For me, the ingredients of classic pilaf are sacred. Not all of them are possible in the sweet version. But I don't want rice porridge on the motives of Gur. I assure you, carrots, Zira and a little salt will make pilaf "sing" Oriental song. However, the melody is at your discretion.
Dry and grind dried fruits, pre-washed and soaked ( become fresh). Raisins are not the sweetest, dried sour kiwi and evil sweet mango. I try not to use prunes and dried apricots - boring, predictable.
Fry grated carrots in butter until soft. The amount of oil? Yes how many resolve itself! In post - any vegetable.
Add dried fruits, fried in a dry pan and became desperately fragrant cumin and simmer on a quiet fire for 5 minutes.
Wash until "clear water" rice. I always use rice according to the recipe. Know the ratio of varieties of Basmati and Indica water to the slow cooker to a result of "piece of rice to a piece of rice".

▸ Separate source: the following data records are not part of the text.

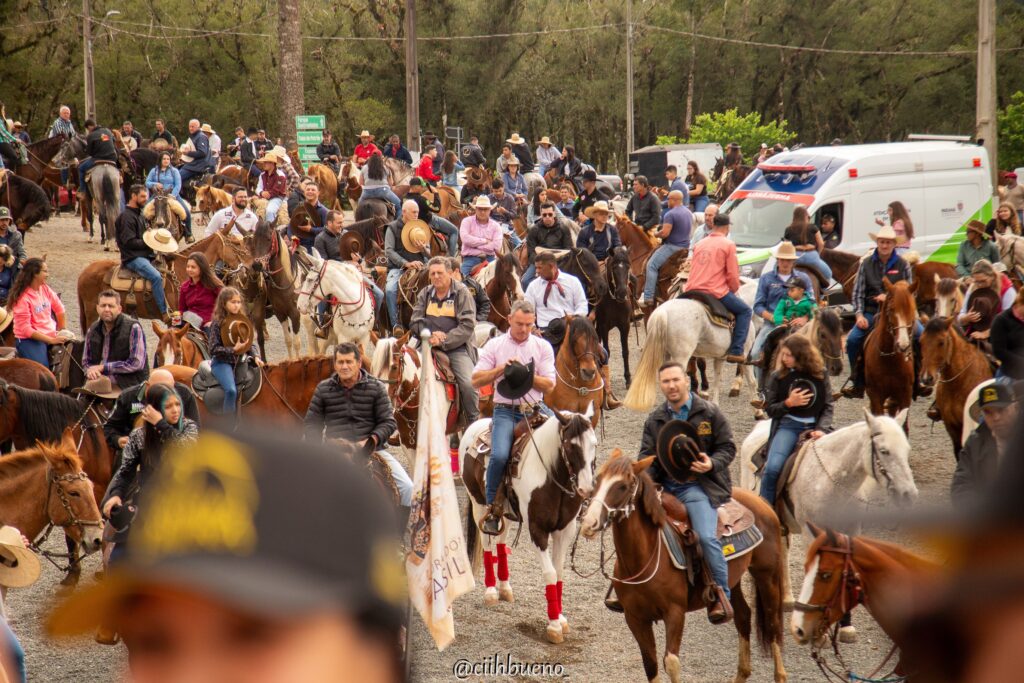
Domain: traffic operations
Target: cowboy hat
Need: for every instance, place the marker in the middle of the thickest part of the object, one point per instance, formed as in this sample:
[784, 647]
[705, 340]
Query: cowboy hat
[678, 445]
[784, 250]
[100, 387]
[416, 237]
[160, 241]
[237, 328]
[18, 565]
[887, 232]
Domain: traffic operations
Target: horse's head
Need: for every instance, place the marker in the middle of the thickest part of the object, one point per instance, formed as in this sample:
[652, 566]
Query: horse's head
[830, 587]
[620, 491]
[71, 502]
[889, 457]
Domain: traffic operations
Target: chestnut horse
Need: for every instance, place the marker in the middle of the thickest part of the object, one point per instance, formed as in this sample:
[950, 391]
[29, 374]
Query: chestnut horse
[954, 367]
[844, 571]
[651, 589]
[889, 351]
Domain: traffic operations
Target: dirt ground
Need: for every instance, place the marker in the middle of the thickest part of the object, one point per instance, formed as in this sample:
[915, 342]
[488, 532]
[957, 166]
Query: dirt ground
[599, 646]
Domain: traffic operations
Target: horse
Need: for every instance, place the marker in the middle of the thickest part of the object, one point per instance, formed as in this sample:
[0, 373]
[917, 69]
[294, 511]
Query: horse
[847, 466]
[889, 351]
[341, 285]
[51, 473]
[953, 366]
[679, 330]
[555, 474]
[651, 589]
[580, 382]
[614, 310]
[843, 571]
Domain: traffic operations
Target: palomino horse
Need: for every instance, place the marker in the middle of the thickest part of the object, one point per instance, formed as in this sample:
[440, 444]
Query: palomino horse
[50, 473]
[954, 367]
[651, 589]
[614, 310]
[848, 466]
[843, 571]
[679, 330]
[556, 473]
[578, 369]
[889, 351]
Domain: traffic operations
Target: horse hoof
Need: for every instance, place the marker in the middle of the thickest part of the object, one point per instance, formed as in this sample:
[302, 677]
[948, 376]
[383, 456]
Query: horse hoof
[848, 634]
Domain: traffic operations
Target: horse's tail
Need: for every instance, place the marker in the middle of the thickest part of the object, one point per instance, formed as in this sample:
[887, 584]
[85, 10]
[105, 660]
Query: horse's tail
[641, 393]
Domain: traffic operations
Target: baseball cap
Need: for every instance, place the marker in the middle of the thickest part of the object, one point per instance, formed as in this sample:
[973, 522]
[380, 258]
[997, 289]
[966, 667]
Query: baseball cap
[259, 522]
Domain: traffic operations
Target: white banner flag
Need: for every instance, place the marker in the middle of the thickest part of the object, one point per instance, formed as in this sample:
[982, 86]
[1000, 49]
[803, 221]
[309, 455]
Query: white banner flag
[436, 564]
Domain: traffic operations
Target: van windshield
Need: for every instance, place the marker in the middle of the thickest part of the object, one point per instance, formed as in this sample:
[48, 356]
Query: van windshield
[758, 222]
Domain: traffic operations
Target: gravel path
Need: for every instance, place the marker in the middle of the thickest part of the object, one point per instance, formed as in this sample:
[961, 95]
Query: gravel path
[599, 646]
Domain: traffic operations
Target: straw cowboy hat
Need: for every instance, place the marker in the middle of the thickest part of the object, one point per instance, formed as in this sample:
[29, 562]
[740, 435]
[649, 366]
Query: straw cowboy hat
[18, 565]
[416, 237]
[237, 328]
[785, 250]
[887, 232]
[160, 241]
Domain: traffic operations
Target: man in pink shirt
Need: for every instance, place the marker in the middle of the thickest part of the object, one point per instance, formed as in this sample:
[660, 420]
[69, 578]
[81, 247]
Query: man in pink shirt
[481, 236]
[714, 269]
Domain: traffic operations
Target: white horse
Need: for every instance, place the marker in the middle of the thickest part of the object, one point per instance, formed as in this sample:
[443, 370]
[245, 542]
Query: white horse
[852, 465]
[679, 330]
[341, 284]
[556, 473]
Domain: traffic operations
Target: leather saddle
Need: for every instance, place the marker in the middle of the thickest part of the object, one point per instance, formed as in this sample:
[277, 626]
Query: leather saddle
[248, 379]
[717, 311]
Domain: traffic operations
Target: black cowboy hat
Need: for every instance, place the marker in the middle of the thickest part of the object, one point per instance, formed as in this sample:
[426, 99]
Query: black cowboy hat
[678, 447]
[517, 380]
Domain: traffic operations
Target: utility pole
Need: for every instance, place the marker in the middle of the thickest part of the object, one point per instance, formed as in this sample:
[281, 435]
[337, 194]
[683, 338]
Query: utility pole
[629, 80]
[986, 105]
[412, 80]
[90, 85]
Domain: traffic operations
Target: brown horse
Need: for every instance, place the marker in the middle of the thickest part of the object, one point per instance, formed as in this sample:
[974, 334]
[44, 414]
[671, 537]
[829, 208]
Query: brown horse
[844, 571]
[50, 473]
[889, 351]
[651, 589]
[954, 367]
[578, 368]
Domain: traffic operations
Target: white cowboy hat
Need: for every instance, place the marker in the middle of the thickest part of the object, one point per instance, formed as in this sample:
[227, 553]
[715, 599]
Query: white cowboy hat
[160, 241]
[18, 565]
[784, 250]
[887, 232]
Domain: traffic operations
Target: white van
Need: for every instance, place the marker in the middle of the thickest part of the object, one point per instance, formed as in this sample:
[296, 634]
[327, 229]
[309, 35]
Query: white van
[943, 184]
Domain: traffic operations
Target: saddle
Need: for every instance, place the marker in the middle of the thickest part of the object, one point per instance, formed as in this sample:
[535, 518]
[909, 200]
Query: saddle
[248, 379]
[717, 311]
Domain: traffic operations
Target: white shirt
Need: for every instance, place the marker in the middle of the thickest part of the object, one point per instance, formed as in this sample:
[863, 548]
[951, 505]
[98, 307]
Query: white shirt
[573, 301]
[247, 220]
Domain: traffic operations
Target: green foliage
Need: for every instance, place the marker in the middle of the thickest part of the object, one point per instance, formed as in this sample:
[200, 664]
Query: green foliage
[1011, 122]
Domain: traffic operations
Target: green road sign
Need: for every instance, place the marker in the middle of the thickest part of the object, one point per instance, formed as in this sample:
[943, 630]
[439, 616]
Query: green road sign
[310, 122]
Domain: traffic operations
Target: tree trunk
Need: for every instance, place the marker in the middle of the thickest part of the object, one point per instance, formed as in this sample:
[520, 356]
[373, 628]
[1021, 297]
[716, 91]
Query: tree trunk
[290, 42]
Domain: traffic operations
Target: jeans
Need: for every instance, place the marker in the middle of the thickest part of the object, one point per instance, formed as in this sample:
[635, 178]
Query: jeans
[384, 194]
[145, 268]
[743, 313]
[813, 259]
[779, 451]
[224, 372]
[704, 519]
[505, 419]
[654, 263]
[401, 480]
[33, 349]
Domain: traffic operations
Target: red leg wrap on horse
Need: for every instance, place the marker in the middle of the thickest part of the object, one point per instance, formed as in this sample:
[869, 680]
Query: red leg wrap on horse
[551, 592]
[488, 568]
[503, 562]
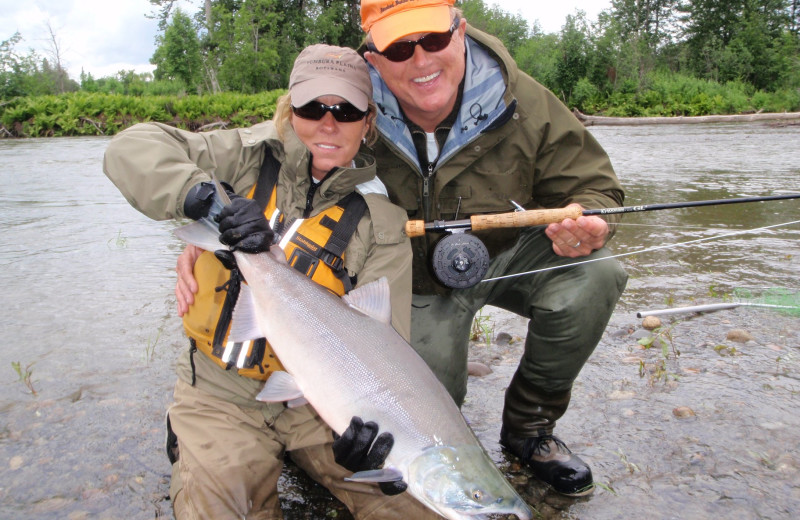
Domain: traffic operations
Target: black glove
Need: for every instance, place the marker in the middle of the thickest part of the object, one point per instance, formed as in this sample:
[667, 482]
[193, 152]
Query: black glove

In the bowl slow cooker spread sweet zirvak, a little prisalivaem (salt medium grind). Oh, it's a combination that gives a special piquancy - "sweet salt"!
Then Fig. And pour 700 ml of boiling water. See, not greasy. In this time marked butter grams 60-70, so as plan eat pilaf cold.
The mode PILAF.
After you signal about the end of the regime, shut down and not hold the lid tightly closed. The mess is clearly not praise: waiting for the pilaf.
The option of both hot and cold feed is possible.